Hot flashes are associated with CYP2D6 genotype in breast cancer survivors taking tamoxifen.

Abstract

Abstract Abstract #6045 Background: We have previously shown that participants in the Women's Healthy Eating and Living (WHEL) study comparison group who reported hot flashes after breast cancer treatment had more favorable disease-free survival than women who did not report hot flashes. However, this was not the case in the intervention group. The polymorphic CYP450 enzyme CYP2D6 catalyzes the conversion of tamoxifen (TAM) to one of its key active metabolites, endoxifen. Some studies have suggested that certain genetic variants of CYP2D6 are associated with a decreased likelihood of hot flashes, reduced endoxifen levels and an increased risk of disease recurrence in women receiving adjuvant TAM therapy. This analysis was performed to estimate the association between CYP2D6 genotype and hot flashes in early stage breast cancer survivors who took adjuvant TAM in the WHEL study.
 Methods: The WHEL study was a randomized trial of a dietary intervention in breast cancer survivors, who enrolled in the study within 4 years of diagnosis from 1995-2000. Participants self-reported TAM use, hot flash severity and menopausal status at study entry. Clinical characteristics (tumor stage, estrogen receptor status, chemotherapy) were extracted from medical records. Blood samples were obtained by venipuncture, separated and stored at -80 deg. DNA was extracted from stored buffy coat and analyzed using the Roche AmpliChip CYP450 Test. Women were classified according to their predicted CYP2D6 phenotype as Extensive (EM), Heterozygous Extensive (Het EM), Intermediate (IM), Poor (PM), or Ultrarapid (UM) Metabolizers.

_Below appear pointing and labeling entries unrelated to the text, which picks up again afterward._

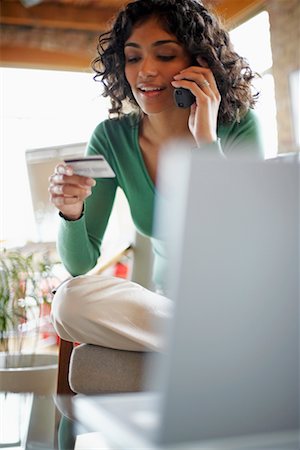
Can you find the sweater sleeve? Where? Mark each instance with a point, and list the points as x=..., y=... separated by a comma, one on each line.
x=79, y=241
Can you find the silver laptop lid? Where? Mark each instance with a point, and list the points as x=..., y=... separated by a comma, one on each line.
x=233, y=233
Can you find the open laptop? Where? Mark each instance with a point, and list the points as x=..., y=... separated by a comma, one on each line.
x=230, y=378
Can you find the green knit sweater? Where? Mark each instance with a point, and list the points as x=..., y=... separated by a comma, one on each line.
x=79, y=242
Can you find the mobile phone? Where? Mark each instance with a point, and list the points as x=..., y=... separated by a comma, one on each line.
x=91, y=166
x=183, y=98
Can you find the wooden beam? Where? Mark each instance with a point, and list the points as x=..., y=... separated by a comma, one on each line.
x=56, y=15
x=235, y=12
x=25, y=57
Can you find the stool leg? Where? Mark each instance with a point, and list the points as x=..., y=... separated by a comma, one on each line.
x=65, y=350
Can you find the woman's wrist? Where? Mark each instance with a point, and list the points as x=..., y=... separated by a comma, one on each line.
x=71, y=218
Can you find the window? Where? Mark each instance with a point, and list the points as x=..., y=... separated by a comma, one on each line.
x=39, y=109
x=252, y=40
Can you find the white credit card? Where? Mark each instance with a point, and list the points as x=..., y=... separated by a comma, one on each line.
x=91, y=166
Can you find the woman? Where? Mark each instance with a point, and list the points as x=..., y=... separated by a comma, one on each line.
x=153, y=47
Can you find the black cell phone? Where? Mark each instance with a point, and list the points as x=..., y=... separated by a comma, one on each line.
x=183, y=98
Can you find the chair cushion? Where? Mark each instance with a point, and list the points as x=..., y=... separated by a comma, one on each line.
x=94, y=369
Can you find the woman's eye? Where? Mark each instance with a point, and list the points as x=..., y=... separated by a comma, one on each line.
x=166, y=57
x=132, y=59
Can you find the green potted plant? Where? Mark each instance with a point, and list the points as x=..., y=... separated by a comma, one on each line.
x=26, y=282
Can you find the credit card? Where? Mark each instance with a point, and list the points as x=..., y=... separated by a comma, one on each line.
x=91, y=166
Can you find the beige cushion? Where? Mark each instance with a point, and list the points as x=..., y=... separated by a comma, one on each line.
x=95, y=369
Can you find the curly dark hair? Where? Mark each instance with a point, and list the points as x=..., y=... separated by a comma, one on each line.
x=201, y=34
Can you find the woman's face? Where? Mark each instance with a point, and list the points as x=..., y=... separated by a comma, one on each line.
x=152, y=58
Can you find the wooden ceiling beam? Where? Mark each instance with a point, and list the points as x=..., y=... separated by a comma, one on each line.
x=234, y=12
x=56, y=15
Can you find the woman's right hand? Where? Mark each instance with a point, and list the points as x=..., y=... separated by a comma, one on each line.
x=68, y=191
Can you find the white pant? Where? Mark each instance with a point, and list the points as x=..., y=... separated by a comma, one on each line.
x=111, y=312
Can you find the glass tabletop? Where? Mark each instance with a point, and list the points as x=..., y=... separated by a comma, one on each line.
x=32, y=422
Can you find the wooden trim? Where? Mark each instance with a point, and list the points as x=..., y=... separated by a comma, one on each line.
x=235, y=12
x=15, y=56
x=56, y=15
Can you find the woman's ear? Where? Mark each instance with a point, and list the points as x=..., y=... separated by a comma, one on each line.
x=201, y=61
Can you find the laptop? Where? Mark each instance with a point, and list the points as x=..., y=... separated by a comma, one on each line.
x=230, y=376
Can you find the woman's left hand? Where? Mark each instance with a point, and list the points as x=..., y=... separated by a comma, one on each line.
x=204, y=112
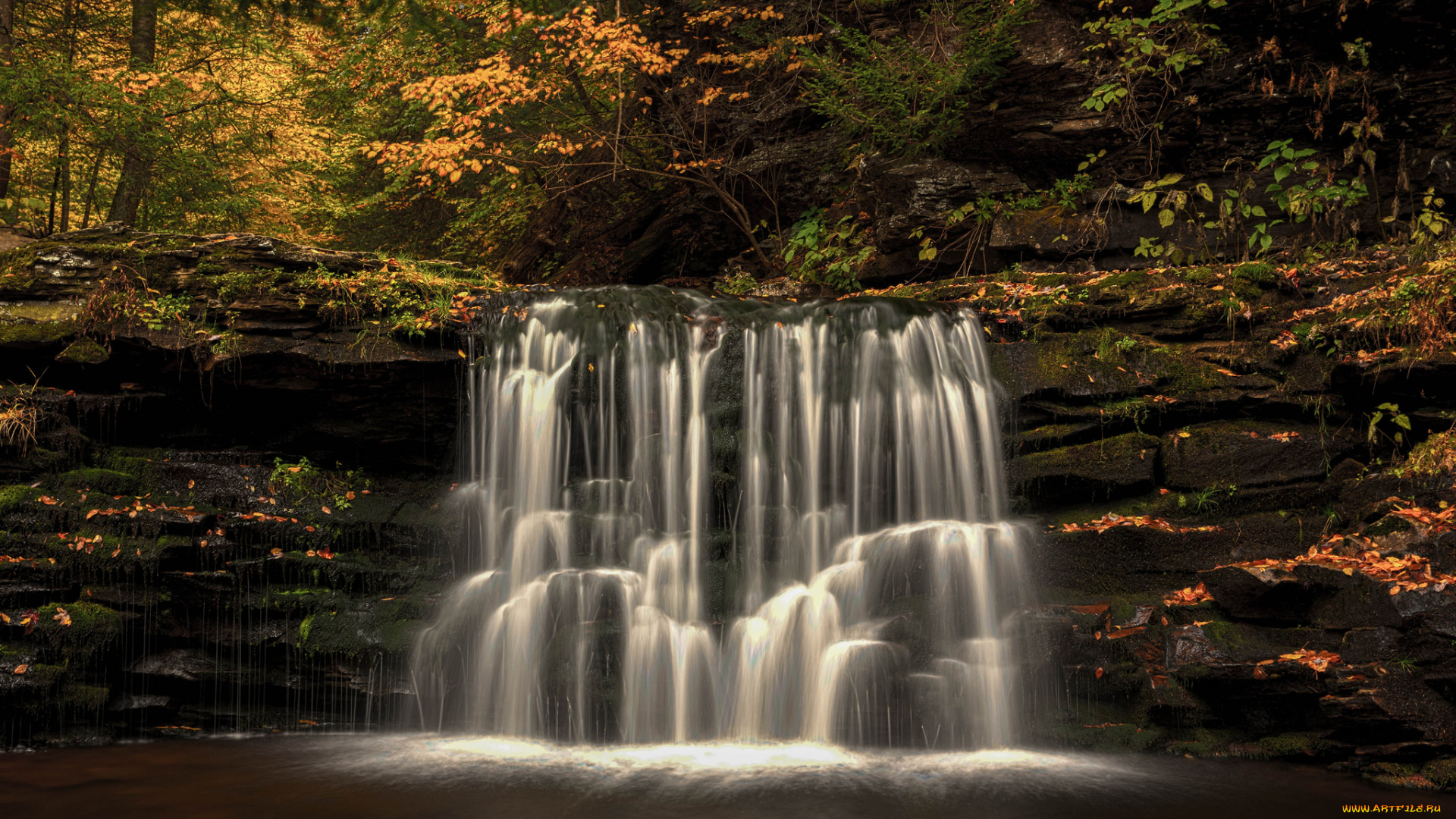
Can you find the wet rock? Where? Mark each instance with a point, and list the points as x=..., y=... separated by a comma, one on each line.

 Results: Overall, 1434 WHEL participants had verified estrogen receptor-positive stage I or II breast cancers and reported taking TAM at baseline for at least 4 months. A total of 1411 women were successfully genotyped and their CYP2D6 phenotypes were classified as follows: 468 EM (33.2%); 665 Het EM(47.1%), 164 IM (11.6%), 86 PM (6.1%) and 28 UM (2.0%). In univariate analyses, there was a significant difference among CYP2D6 genotype in relation to hot flashes reported at baseline: 79.8% of EMs, 76.3% of Het EMs, 80.1% of IMs, 63.9% of PMs, and 75% of UMs reported hot flashes (χ2= 11.3, p=0.02). After controlling for age, menopausal status, and time since diagnosis, the PM group was half as likely to report hot flashes as the referent EM group (OR= 0.46; 95% CI= 0.28-0.78; p=0.003). Additional analyses of serum endoxifen levels and associations with disease outcome are underway.
 Conclusion: In the WHEL study, women who were classified as Poor Metabolizers of TAM, based on their CYP2D6 genotype, were half as likely as Extensive Metabolizers to report experiencing hot flashes while receiving adjuvant TAM treatment for early stage breast cancer. Citation Information: Cancer Res 2009;69(2 Suppl):Abstract nr 6045.